Ewa Plonowska Ziarek: Feminist Aesthetics and the Politics of Modernism, New York: Columbia University Press 2012 (als Volltextversion im Hilkat: https://hilkat.uni-hildesheim.de/vufind/Record/738869767)

Um Ziareks ästhetische Perspektive und ihren Umgang mit künstlerischen (überwiegend literarischen) Werken gut diskutieren zu können, empfehle ich die Lektüre von mindestens einer der folgenden Schriften:

Nella Larsen: Quicksand [1928], New York: Penguin Classics 2002

Nella Larsen: Passing [1929], New York: Penguin Classics 2003

Virginia Woolf: A Room of One's Own [1929], London: Vintage 2016

 

Bemerkung

Für den erfolgreichen Abschluss des Seminars ist eine regelmäßige Teilnahme an den Sitzungen sowie die Studienleistung der Übernahme einer Textpatenschaft (Aufbereitung eines Lektürekapitels) erforderlich.

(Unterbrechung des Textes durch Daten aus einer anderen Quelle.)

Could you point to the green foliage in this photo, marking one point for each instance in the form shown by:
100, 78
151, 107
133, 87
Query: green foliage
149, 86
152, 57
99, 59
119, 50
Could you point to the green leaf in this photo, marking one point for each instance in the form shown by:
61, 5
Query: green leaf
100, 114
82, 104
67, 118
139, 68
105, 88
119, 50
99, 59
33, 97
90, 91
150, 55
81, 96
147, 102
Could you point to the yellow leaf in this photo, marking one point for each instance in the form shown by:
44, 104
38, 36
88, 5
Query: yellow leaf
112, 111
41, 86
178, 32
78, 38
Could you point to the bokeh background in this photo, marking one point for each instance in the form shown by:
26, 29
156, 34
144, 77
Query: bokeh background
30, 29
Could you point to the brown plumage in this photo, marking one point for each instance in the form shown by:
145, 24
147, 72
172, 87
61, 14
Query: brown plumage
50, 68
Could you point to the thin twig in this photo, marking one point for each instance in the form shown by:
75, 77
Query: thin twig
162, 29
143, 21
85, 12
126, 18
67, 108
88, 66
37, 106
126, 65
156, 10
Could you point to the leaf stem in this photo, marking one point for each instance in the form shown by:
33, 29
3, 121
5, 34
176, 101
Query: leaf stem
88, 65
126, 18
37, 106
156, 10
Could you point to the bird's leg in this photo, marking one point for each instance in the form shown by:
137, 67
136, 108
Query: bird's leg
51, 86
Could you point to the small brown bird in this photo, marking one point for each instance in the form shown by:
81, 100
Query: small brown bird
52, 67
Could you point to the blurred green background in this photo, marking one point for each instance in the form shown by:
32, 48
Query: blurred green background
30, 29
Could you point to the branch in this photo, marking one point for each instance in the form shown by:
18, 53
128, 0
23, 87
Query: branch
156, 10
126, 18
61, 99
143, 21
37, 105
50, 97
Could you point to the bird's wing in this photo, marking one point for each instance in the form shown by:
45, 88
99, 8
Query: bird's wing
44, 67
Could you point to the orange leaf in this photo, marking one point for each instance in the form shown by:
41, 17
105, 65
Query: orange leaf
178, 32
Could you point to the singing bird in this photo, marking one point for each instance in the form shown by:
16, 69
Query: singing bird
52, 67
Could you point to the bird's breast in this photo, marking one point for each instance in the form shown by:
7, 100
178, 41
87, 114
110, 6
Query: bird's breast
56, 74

Möglicher Modulabschluss: Hausarbeit

Lerninhalte

Seit einigen Jahrzehnten kritisieren feministische Künstler*innen und Theoretiker*innen die Geschlechter- und Herrschaftsblindheit von Konzeptionen, Begrifflichkeiten und Perspektiven traditioneller philosophischer Ästhetik. Ging es dieser Kritik zunächst darum, die geschlechtliche Neutralität hehrer philosophisch-ästhetischer Bestimmungen wie ›Genie‹, ›ästhetisches Urteil‹, ›ästhetische Autonomie‹, ›ästhetische Produktion‹ in  Frage zu stellen und ästhetische Perspektiven an die historischen und gesellschaftlichen – d. h. immer auch herrschaftsdurchwirkten – Verhältnisse zurückzubinden, stellte sich zunehmend die Frage, wie denn so etwas wie eine feministische Ästhetik selbst zu verstehen wäre: Wie könnte eine feministische Ästhetik aussehen, die sowohl die Komplizenschaft von Kunst und Herrschaft anerkennt, aber zugleich auch dem Besonderen und Eigenwert des Ästhetischen gerecht wird? Wie könnte eine feministische Ästhetik aussehen, die nicht einfach so etwas wie eine essentialistisch verstandene ›weibliche‹ Perspektive, ›weibliche Erfahrung‹ oder einen einzigartigen ›weiblichen‹ Stil als Ausgangspunkt nimmt, aber gleichwohl kritisch auf spezifische Erfahrungen von sexistischer, rassistischer und klassenbasierter Ungerechtigkeit, Ausbeutung und Gewalt bezogen ist?

 

Im Ausgang von diesen Fragen hat die Philosophin und Literaturwissenschaftlerin Ewa Plonowska Ziarek mit ›Feminist Aesthetics and the Politics of Modernism‹ einen spannenden Entwurf einer feministischen Ästhetik vorgelegt, den wir im Seminar in gründlicher Lektüre gemeinsam rekonstruieren wollen. Über eine Kritik am falschen Gegensatz von Melancholie und Revolution arbeitet sie an einer Verhältnisbestimmung von Politischem und Ästhetischem, die weder das Ästhetische dem Politischen unterordnet, noch das Ästhetische in ästhetizistischer Weise als ›autonom‹ von gesellschaftlichen Herrschaftsverhältnissen und den Kämpfen gegen dieselben versteht. Eine feministische Ästhetik, so Ziarek, müsste in der Lage sein, das ästhetische Potential politischer Revolten mit dem politischen Potential ästhetischer Ausdrucksweisen zu verbinden.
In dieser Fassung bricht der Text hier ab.